Army Corps lowers impact to fish spawning near Soo Locks
U.S. Army Corps of Engineers officials will use dry blasting during New Lock at the Soo construction to avoid or drastically minimize impacts to fish larvae and adult fish spawning near the locks.
SAULT STE. MARIE, Mich. (WLUC) - U.S. Army Corps of Engineers (USACE) officials will use dry blasting during New Lock at the Soo construction to avoid or drastically minimize impacts to fish larvae and adult fish spawning near the Soo Locks.
The Soo Locks on the St. Marys River allow vessels to navigate the 21 ft elevation change between Lake Superior and the lower Great Lakes. A new Poe-sized lock being built will provide necessary redundancy in the Great Lakes Navigation System’s critical infrastructure.
To build the New Lock, deepening the channel on the upstream side (west) of the Poe lock is necessary. Dredging is scheduled to occur in 2021-2022. Drilling and blasting are required to fragment the bedrock and concrete for dredging.
Ground vibration, underwater shockwaves from blasting, and the potential physical impacts to nearby fish and fish eggs in the St. Mary’s River are concerns for USACE and Michigan Department of Natural Resources.
The U.S. Army Engineer Research and Development Center (ERDC) conducted an assessment on dry and underwater blasting and its impacts on fish spawning. The team found nine data sources and reviewed them to determine the upper limit of vibrations and sudden change in water pressure brought on from blasting. The team developed estimated thresholds to protect fish spawning habitat in the immediate dredging area.
To remove existing concrete floor and underlying bedrock for the New Lock construction, blasting is expected to occur out of water, called dry blasting, in the current Sabin Lock between upstream and downstream cofferdams.
The ERDC assessment notes, “potential impacts from dry blasting to the local fish population are dependent on a number of site specific factors ranging from the blasting details (type and amount of explosive charge, blast confinement method, water depth, substrate type, charge delay, etc confinement, etc.) and the size, life-stage (e.g., eggs, larval, adult), and morphology of the fish”.

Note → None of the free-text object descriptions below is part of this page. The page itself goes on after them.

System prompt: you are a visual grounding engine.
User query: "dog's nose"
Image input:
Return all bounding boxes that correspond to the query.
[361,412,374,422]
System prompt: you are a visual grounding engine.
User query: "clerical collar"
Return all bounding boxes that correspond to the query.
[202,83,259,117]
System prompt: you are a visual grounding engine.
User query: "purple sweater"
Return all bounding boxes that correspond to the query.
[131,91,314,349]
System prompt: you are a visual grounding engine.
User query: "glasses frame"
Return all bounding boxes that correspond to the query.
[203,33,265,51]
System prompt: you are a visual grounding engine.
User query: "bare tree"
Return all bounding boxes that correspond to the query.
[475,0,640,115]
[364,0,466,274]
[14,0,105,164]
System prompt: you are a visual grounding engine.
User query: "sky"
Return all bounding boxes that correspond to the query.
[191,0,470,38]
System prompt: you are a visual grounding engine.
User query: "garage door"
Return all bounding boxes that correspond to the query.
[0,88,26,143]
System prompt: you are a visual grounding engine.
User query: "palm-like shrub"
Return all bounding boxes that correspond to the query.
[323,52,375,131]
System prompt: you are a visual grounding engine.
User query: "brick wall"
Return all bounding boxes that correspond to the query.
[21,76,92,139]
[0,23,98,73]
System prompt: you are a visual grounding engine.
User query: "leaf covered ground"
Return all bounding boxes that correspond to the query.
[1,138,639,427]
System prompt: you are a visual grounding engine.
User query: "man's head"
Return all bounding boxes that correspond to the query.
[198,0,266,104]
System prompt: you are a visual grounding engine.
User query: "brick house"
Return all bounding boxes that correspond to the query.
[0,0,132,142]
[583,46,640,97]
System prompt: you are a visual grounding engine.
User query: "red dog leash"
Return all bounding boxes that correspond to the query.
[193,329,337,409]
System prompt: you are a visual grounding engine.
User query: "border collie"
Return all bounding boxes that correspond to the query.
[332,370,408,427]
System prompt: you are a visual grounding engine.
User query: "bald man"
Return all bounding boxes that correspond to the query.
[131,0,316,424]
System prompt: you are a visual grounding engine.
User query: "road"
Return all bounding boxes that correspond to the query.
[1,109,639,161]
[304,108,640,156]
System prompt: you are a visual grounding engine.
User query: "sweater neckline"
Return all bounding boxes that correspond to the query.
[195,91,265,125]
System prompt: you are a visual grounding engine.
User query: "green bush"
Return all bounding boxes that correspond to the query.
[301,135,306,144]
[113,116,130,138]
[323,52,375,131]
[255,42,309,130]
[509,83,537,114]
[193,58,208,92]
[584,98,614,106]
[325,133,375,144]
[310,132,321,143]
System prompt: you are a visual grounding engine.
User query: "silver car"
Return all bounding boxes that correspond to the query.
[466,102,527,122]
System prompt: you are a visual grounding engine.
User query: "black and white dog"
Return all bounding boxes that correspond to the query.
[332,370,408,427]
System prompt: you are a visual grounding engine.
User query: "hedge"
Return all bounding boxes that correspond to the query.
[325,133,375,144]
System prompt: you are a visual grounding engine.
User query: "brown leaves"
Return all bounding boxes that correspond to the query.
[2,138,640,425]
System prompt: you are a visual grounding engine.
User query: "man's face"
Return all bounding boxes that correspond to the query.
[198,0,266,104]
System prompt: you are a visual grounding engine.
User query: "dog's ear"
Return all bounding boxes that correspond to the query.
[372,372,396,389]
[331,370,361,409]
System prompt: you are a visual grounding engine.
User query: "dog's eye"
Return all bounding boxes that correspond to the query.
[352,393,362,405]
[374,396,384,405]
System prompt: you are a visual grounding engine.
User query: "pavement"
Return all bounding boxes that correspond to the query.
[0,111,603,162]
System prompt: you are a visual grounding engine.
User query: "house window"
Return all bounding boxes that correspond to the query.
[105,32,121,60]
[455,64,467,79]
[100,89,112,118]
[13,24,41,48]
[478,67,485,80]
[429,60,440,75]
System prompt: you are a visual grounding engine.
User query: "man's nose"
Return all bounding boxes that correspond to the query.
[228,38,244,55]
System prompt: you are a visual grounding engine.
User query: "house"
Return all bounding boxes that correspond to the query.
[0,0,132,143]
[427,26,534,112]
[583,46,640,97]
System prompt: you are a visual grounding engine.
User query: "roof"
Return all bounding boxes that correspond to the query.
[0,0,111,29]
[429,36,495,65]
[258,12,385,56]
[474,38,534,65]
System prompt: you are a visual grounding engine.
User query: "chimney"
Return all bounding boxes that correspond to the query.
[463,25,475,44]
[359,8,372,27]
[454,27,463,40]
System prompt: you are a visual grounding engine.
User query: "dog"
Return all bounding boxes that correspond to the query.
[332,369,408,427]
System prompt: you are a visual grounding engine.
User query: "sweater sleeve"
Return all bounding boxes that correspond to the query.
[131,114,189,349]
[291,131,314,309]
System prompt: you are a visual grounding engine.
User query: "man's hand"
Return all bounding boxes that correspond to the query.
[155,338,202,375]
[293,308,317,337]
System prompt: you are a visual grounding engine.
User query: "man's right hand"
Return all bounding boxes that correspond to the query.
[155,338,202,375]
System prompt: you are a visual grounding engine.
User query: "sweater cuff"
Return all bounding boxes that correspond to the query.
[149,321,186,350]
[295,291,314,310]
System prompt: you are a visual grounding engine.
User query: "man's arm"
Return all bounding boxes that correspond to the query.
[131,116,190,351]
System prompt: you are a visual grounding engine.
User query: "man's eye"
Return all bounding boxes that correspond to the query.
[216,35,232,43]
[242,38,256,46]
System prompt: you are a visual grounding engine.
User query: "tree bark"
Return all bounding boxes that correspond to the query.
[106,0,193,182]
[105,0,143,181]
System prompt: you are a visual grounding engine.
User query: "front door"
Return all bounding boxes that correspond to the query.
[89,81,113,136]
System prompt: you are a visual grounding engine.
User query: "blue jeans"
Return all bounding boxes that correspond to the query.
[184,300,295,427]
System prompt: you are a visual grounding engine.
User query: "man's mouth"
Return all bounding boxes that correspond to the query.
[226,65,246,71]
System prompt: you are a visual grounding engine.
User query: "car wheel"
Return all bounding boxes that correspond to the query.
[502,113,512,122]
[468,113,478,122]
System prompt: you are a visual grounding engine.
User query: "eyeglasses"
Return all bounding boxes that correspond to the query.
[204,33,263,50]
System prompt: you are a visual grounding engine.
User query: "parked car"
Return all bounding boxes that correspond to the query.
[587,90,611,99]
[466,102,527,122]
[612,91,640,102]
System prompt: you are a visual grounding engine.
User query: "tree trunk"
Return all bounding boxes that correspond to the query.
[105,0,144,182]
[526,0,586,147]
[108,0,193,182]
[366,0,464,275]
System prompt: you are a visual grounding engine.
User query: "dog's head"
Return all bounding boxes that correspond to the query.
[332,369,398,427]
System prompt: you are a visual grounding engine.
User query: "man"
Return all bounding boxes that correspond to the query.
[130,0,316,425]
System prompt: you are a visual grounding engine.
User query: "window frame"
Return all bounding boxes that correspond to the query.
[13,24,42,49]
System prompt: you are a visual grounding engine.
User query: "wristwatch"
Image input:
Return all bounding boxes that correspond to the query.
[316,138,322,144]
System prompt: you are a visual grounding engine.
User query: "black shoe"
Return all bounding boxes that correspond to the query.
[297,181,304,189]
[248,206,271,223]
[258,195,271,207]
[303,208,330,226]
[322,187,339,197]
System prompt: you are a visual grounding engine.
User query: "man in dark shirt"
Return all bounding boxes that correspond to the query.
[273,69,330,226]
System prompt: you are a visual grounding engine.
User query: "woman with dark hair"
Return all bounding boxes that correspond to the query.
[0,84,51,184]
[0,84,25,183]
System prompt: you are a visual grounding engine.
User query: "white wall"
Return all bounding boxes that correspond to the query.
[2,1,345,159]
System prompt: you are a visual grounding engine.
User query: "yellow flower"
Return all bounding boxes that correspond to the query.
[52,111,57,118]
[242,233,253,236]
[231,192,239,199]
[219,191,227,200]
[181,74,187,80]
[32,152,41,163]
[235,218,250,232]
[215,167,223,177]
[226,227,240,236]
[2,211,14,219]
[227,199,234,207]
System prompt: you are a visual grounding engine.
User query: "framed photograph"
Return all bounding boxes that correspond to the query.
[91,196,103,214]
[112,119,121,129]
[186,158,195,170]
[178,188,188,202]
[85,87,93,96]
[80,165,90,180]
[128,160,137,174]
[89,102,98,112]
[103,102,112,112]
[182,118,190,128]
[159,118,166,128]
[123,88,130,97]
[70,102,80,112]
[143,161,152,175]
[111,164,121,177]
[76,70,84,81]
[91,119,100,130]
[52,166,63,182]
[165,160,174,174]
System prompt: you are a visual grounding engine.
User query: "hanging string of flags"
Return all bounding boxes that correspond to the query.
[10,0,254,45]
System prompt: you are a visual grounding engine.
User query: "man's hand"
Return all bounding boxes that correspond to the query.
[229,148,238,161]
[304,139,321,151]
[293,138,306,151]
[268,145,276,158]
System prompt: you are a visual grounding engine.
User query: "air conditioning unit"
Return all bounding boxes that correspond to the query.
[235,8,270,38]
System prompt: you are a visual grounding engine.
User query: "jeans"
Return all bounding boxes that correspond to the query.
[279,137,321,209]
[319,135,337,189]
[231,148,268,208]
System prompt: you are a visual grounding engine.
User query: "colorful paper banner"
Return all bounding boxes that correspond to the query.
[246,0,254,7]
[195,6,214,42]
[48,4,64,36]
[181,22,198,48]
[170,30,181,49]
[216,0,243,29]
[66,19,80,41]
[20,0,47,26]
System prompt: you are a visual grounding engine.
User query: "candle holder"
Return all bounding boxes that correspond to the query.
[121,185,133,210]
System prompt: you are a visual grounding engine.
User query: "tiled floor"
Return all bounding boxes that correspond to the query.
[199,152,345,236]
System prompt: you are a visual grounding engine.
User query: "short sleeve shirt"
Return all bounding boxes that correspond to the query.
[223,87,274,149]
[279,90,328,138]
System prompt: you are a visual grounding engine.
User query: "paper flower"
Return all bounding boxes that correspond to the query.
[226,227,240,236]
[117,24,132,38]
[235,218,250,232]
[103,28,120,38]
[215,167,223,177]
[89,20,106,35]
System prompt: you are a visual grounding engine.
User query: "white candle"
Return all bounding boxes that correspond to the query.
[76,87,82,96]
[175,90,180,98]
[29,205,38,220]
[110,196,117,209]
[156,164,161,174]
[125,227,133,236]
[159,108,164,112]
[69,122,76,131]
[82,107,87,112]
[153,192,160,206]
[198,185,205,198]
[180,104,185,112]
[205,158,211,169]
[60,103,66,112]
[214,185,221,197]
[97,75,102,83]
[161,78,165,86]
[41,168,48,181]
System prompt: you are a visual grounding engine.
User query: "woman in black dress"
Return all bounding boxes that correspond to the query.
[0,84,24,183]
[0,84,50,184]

Based on New Lock blasting plans details, ERDC engineers and scientists determined dry blasting as an alternative to underwater blasting will effectively minimize the sudden change in water pressure to species a primary means for injury to fish.
“Shock waves generated by in-water blasting have greater lethal effects as compared to those propagated from ground to water due to the sharper pressure-time signature, the ERDC assessment says. For dry blasting, part of the blasting energy is reflected and lost at the ground-water interface.”

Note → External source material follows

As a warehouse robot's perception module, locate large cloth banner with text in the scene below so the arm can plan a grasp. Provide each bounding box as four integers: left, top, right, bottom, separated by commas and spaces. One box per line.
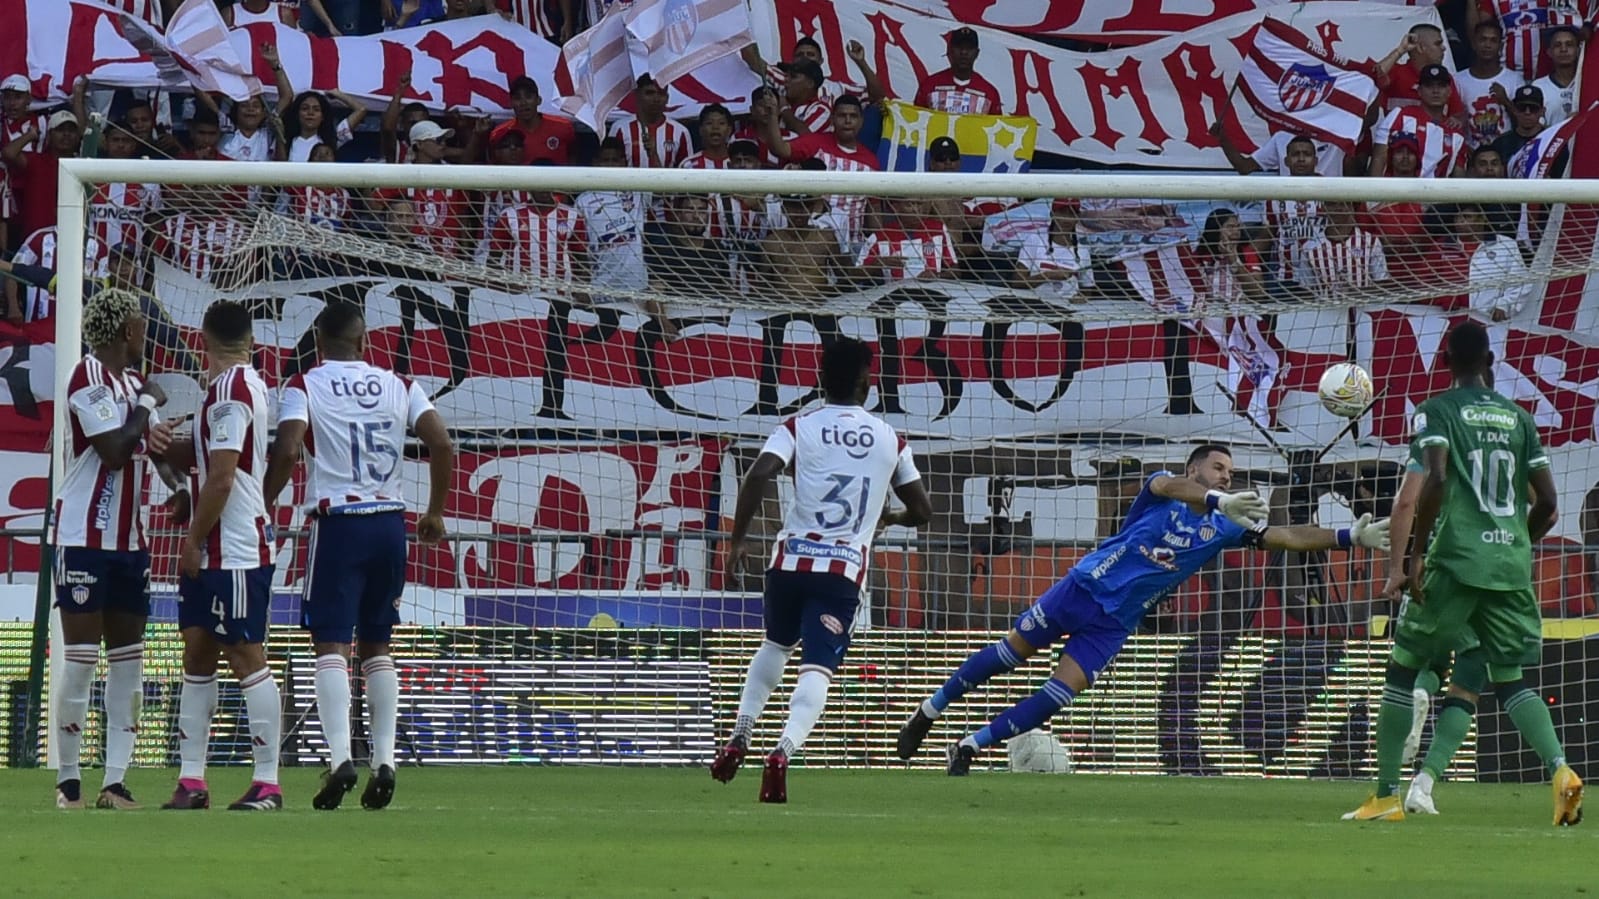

The results indicate vibrations and water overpressures from dry blasting will be sufficiently protective of fish spawning habitats for fish eggs, according to the ERDC assessment.

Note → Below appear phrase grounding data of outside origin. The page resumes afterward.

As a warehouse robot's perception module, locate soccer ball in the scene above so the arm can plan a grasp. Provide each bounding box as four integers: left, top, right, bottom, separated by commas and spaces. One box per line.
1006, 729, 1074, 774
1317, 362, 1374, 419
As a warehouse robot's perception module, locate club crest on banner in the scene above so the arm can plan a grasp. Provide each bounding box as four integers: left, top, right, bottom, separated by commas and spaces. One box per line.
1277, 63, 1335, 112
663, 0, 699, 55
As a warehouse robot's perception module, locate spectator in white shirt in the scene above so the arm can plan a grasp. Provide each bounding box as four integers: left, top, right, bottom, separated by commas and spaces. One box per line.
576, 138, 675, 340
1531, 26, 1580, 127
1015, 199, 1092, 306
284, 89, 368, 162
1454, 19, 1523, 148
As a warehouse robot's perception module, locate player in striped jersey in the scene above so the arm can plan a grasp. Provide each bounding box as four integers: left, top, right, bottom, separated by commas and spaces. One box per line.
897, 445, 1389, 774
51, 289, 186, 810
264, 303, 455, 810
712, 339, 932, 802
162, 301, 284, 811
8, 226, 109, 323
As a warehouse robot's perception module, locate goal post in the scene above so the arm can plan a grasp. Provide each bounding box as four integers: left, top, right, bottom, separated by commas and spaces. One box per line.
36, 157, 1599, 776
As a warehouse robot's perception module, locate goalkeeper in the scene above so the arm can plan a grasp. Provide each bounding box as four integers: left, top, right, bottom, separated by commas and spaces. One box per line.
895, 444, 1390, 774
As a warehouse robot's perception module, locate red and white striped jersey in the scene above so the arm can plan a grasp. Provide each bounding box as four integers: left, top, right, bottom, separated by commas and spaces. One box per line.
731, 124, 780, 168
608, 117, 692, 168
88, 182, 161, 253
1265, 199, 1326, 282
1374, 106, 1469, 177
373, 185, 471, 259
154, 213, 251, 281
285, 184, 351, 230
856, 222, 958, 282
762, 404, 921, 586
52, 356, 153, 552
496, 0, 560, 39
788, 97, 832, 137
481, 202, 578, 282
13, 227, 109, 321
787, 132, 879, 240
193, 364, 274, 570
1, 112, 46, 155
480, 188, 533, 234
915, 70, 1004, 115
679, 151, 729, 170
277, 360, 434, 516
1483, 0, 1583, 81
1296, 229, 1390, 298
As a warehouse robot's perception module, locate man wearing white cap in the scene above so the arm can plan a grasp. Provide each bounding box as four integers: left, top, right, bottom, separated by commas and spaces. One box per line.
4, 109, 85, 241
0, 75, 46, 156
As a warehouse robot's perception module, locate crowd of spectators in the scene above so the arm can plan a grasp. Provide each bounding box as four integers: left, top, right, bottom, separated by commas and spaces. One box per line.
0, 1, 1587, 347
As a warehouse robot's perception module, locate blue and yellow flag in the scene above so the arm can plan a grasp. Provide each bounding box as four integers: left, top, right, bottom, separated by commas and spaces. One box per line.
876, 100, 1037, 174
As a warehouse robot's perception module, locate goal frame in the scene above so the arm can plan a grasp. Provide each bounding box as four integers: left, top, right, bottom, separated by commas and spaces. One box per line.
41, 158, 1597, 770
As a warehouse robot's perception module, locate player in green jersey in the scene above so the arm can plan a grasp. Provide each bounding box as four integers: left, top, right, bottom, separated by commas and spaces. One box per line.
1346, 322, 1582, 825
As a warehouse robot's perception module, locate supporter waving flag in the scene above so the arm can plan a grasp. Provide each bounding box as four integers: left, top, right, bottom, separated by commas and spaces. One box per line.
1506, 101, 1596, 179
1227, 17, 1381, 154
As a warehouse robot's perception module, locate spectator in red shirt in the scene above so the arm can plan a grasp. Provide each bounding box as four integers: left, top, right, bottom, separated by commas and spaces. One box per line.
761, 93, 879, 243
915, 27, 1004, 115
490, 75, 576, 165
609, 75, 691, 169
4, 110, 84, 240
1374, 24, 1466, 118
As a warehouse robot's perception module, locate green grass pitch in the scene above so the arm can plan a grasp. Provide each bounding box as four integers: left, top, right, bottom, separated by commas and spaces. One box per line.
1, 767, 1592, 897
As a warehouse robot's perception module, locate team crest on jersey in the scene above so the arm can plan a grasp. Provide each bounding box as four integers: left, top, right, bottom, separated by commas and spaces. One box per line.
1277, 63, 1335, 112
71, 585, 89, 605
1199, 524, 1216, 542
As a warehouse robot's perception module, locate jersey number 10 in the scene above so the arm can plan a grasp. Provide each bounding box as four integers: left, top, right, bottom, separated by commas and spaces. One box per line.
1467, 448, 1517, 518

Dr. Andrew McQueen, an ERDC research biologist involved in this study said, “the St. Marys rapids near the new Soo Locks construction serve as a spawning ground and habitat for a variety of ecologically and recreationally important fish species, and our goal is to provide science-informed risk management to protect these resources”.
USACE strives to achieve environmental sustainability of USACE civil works projects and operations by evaluating project proposals for environmental soundness, making recommendations for project modifications that reduce environmental impacts and/or provide environmental enhancements.